She turned to her right. She approached the door with the scuffed rivet and brass doorknob. She moved as though summoned. And when she turned the handle, pushed the door in, and slipped out from behind a second tapestry, she saw it.
A blue box unlike anything she'd ever seen. Wooden, about the size of her dressing curtain, with small window panes and silver handles. There was a soft white light glowing from the glass and from a curious lantern on its top, and Belle could just make out a soft hum in the background. She couldn't shake the feeling that the thing—whatever it was—was alive. Breathing.
And…a she.
Belle wasn't sure where the notion came from, but she suddenly had the impression that the box wasn't an "it" at all. It was a "her."

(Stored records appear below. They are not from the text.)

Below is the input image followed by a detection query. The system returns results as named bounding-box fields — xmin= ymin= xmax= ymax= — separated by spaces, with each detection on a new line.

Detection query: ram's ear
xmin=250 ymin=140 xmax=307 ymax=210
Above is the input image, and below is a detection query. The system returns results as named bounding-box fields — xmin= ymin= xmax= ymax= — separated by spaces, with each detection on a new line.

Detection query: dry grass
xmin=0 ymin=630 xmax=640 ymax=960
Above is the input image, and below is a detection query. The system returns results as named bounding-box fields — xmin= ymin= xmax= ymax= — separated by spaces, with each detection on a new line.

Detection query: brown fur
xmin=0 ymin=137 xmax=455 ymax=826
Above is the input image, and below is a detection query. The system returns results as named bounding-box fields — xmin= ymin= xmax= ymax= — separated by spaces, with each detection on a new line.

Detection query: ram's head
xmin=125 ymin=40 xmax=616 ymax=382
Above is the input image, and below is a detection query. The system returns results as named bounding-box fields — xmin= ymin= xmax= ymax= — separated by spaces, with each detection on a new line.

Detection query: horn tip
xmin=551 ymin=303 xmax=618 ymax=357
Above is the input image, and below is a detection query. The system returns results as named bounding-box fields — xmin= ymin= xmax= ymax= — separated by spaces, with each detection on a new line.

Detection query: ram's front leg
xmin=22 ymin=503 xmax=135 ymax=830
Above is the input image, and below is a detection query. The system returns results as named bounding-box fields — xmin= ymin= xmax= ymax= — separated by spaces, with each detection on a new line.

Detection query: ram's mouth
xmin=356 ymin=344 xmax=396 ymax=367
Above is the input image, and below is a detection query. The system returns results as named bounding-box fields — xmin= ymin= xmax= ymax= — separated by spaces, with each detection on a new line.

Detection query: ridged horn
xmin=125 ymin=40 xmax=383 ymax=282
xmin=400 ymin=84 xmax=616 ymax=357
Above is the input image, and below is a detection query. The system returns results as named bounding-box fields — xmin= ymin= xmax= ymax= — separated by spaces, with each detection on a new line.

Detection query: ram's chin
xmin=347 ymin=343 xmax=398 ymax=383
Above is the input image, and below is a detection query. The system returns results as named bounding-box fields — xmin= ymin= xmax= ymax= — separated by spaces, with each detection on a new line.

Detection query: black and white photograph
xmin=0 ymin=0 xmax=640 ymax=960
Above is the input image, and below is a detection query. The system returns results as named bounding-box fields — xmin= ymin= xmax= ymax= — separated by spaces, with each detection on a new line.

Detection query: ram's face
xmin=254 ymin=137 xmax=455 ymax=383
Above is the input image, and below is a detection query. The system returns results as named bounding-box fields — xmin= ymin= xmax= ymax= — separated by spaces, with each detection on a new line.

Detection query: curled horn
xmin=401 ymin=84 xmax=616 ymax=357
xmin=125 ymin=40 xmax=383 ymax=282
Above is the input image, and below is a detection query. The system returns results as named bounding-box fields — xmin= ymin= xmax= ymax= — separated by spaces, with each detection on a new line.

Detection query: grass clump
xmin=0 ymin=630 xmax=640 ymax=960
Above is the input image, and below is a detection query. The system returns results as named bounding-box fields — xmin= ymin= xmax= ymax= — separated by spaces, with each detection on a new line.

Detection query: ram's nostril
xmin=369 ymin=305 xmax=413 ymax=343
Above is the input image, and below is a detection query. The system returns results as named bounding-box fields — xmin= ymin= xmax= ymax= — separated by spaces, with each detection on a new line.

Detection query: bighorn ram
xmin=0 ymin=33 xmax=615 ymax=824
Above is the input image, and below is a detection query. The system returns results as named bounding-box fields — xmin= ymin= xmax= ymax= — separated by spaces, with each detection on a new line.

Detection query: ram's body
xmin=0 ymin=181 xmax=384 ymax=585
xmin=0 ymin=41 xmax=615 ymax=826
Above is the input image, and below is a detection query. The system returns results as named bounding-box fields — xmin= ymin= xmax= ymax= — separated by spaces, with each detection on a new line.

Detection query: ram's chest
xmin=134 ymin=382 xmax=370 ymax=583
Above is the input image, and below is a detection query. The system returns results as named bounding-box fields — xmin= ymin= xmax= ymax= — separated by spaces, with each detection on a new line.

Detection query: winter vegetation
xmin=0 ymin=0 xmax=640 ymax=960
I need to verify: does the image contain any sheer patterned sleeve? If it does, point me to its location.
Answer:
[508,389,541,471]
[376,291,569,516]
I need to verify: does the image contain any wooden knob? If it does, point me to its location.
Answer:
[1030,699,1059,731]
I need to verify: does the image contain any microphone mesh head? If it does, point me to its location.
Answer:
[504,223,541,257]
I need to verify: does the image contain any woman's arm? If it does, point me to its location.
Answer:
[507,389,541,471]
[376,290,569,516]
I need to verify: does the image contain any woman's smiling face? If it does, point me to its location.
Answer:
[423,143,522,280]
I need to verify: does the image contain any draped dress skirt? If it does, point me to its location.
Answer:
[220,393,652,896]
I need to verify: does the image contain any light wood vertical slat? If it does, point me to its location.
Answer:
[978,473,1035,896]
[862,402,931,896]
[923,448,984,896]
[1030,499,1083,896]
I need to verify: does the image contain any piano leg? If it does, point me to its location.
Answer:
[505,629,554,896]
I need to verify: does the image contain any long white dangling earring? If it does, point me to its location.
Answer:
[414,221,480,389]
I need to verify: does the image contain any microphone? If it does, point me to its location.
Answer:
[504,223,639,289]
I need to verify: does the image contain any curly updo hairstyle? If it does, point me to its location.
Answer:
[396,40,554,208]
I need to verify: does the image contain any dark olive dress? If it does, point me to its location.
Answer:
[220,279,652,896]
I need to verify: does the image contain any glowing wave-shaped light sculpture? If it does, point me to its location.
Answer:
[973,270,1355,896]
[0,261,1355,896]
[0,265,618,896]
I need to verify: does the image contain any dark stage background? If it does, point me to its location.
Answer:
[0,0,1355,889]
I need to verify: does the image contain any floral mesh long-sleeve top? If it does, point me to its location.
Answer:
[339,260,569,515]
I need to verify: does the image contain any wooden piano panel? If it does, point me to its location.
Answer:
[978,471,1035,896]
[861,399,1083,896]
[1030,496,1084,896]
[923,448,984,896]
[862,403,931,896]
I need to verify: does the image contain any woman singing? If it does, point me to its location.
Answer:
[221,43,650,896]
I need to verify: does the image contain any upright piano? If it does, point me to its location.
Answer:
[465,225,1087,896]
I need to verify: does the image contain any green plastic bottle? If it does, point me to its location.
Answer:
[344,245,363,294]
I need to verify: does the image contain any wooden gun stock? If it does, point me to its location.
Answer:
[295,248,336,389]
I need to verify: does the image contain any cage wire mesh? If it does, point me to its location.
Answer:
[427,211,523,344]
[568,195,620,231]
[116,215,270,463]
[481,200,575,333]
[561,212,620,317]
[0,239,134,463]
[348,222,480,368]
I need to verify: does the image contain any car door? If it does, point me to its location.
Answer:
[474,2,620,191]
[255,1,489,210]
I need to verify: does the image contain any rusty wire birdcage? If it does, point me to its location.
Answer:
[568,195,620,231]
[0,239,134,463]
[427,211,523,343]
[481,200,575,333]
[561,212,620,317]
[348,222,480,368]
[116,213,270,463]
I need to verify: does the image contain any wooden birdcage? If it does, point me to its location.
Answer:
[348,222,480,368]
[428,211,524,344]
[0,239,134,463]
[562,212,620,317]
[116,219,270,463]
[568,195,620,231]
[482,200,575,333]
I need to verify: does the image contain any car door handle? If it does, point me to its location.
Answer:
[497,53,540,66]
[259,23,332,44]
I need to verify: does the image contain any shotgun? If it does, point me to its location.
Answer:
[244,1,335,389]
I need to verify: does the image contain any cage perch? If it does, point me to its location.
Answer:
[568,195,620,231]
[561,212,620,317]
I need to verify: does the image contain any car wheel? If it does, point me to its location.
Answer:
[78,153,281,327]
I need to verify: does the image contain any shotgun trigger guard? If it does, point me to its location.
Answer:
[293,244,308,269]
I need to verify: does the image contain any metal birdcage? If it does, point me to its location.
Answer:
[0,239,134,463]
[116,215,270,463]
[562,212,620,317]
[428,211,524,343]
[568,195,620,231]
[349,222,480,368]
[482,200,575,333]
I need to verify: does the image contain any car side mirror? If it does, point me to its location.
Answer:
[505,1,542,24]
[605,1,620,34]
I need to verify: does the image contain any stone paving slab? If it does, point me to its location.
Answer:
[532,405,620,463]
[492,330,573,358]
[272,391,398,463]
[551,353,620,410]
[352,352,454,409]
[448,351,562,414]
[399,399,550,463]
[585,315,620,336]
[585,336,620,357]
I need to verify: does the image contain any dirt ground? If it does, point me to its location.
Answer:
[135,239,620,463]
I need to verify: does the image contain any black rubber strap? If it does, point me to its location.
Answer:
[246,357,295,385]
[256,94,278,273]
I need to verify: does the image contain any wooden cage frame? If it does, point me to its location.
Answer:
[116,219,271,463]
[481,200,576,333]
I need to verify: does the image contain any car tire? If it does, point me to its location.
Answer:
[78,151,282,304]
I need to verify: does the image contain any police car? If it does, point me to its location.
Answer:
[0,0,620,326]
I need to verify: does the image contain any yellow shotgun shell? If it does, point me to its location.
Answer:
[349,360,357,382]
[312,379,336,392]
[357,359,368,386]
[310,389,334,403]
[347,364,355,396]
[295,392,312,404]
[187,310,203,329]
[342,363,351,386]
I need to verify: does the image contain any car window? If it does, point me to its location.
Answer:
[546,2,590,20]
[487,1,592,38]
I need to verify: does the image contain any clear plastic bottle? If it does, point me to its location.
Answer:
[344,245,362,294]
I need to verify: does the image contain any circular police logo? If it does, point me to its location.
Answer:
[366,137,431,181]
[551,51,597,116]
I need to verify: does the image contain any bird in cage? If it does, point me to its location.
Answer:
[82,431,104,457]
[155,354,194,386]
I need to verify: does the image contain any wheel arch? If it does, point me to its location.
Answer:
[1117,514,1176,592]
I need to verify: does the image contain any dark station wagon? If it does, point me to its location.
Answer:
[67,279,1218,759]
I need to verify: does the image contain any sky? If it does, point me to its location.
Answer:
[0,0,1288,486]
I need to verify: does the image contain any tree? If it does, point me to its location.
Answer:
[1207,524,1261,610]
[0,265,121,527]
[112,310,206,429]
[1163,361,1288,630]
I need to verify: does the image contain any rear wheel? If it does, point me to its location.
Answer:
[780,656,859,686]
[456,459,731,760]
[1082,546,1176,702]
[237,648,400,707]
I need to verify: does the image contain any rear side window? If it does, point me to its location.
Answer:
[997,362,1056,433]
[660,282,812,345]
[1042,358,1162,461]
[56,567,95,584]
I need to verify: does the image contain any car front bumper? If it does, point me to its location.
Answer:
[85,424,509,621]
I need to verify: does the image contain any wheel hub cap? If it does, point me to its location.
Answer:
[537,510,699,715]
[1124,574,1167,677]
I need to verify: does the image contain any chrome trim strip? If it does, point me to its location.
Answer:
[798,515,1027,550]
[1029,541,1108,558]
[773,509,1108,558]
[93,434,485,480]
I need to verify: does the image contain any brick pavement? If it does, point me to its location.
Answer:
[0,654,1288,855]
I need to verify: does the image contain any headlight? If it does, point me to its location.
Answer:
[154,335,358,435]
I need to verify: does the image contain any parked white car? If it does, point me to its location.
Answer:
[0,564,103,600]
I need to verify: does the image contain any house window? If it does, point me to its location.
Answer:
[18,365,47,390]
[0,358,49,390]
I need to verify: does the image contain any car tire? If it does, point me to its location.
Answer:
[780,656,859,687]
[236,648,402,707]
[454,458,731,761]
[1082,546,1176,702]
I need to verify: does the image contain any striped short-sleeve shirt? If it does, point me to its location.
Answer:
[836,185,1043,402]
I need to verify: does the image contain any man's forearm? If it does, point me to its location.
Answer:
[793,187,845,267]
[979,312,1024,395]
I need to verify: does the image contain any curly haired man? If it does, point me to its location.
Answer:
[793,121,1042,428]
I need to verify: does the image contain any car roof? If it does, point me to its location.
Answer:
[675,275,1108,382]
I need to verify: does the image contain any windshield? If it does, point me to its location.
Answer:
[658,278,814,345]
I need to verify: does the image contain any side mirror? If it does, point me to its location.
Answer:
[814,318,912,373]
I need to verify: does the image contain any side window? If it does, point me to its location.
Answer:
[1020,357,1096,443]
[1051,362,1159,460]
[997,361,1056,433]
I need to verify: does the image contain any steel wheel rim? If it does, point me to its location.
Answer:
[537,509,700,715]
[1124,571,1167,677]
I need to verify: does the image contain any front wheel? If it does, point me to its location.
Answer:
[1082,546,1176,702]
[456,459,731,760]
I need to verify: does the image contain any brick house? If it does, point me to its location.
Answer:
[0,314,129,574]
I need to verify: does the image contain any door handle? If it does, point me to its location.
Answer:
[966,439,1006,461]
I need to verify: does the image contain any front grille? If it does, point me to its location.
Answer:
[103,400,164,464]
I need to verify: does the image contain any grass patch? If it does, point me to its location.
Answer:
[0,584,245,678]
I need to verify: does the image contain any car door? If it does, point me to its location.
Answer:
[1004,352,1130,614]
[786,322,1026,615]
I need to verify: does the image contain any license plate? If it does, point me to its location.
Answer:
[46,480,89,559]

Without tearing her eyes away—unable to, in fact—Belle set her book on the ground and quickly fitted the torch into the metal bracket behind her. Hands free, she edged her way closer, feeling the hair on her arms rise with each step. There were words on the box, written more finely than any ink she'd ever seen.
"Police Public Call Box," she read out loud, her voice a mere whisper but breaking through the still room. "Public Telephone. Free For Use of Public. Advice and Assistance Obtainable Immediately. Offices and Cars Respond to All Calls. Pull to Open."
Since "Pull to Open" was the only thing Belle had understood, she took the final step separating her from the blue box and, heart pounding, grabbed one of the silver handles. The metal was surprisingly warm in the cool room—as warm as Belle's own palm—but when Belle pulled, the door didn't budge. She tried again with a bit more force, but it remained closed. Her hand trailed down the wood and she traced a metal circle with a hole in it. A key hole.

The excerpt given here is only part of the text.